Я не покупал газет. В хижине хоть и стоял телевизор, да я его ни разу не включал.

– В прошлый раз судья признал его невменяемым – мол, обострение старого заболевания. А теперь все по-другому. Убийца действовал вполне осмысленно, сбежал с места преступления – выходит, отдавал себе отчет в содеянном.

– Вам виднее.

– А госпожа Косуги, случайно, не владелица галереи? У нее, я слышал, какое-то свое предприятие и большие связи.

– Она – мой агент, а что у нее за бизнес, я не знаю.

– Это все?

– Все, что мне известно.

Детектив улыбнулся. Попросил связаться с ним, если появится Осита, нацарапал на клочке бумаги номер своего телефона и ушел.

Оставшись в одиночестве, я поднялся в мастерскую.

Натянул на подрамник чистый холст. Я решил, что бы сейчас ни пришло в голову, не рисовать. Ни к чему хвататься за кисть и все подряд переносить на полотно.

Около трех я решил снова наведаться в город за покупками.

Я как раз заруливал на парковку у супермаркета, когда заметил знакомый микроавтобус того же цвета, как у Оситы. Собственно, зимой вокруг было много подобных автомобилей.

Набрав полную корзину провианта, я занял очередь в кассу. Народу была тьма-тьмущая.

Прямо передо мной стоял Осита. Я чуть было не окликнул его. Оказалось, это совсем другой человек, тоже одетый как лыжник.

Расплатившись в кассе, я рассовал покупки по пакетам и, подхватив их в две руки, потащил к машине.

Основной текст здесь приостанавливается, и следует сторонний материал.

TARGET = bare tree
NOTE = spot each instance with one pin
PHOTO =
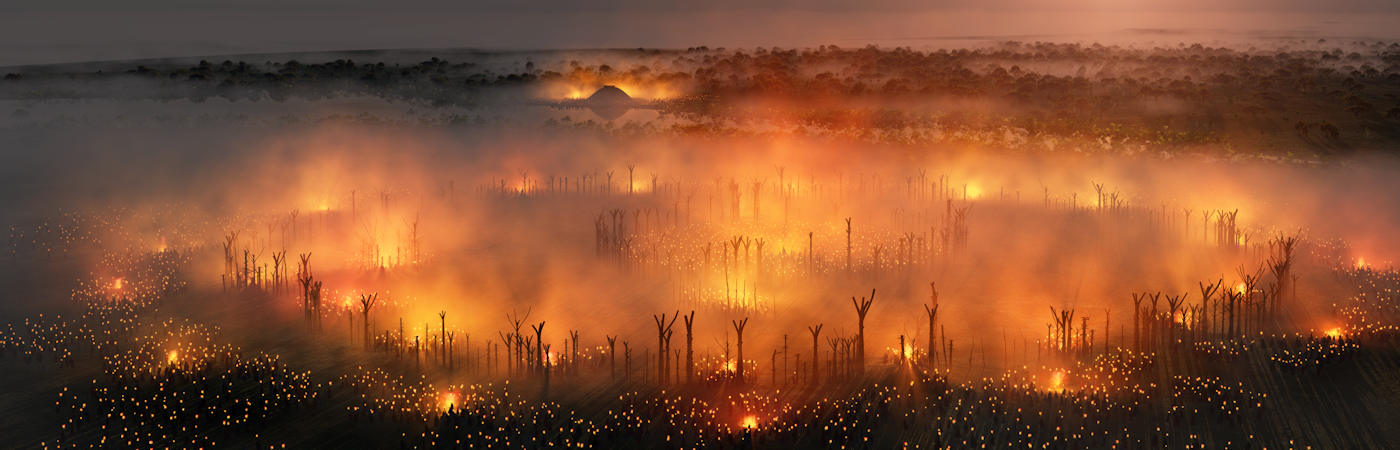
(861, 309)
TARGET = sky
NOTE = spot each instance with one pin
(58, 31)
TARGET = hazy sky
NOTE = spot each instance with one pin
(48, 31)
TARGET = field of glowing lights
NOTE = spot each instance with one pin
(1014, 246)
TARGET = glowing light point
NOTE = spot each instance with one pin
(448, 401)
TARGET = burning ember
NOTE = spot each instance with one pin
(450, 401)
(1056, 382)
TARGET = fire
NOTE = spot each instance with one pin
(1057, 382)
(448, 401)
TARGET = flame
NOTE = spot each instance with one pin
(448, 401)
(1057, 382)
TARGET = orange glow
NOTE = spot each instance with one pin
(448, 401)
(972, 191)
(1056, 382)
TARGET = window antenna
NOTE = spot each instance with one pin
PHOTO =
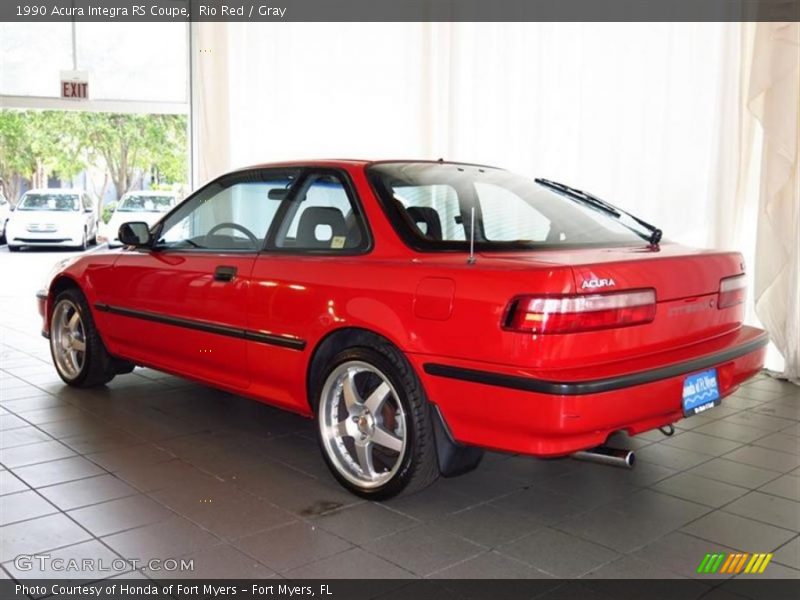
(471, 259)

Сразу поехал к Акико. По дороге я не заметил слежки. Впервые мне подумалось, что за мной могут следить.

– А ты обязательный, надо отдать тебе должное. Я уж думала, начнешь какую-нибудь картину да и забудешь об уговоре.

– Мне не в тягость.

– Все равно не забыл.

– Как я мог?

Акико пожала плечами.

Разложив покупки в холодильник, я взглянул на наброски, которые лежали на столе.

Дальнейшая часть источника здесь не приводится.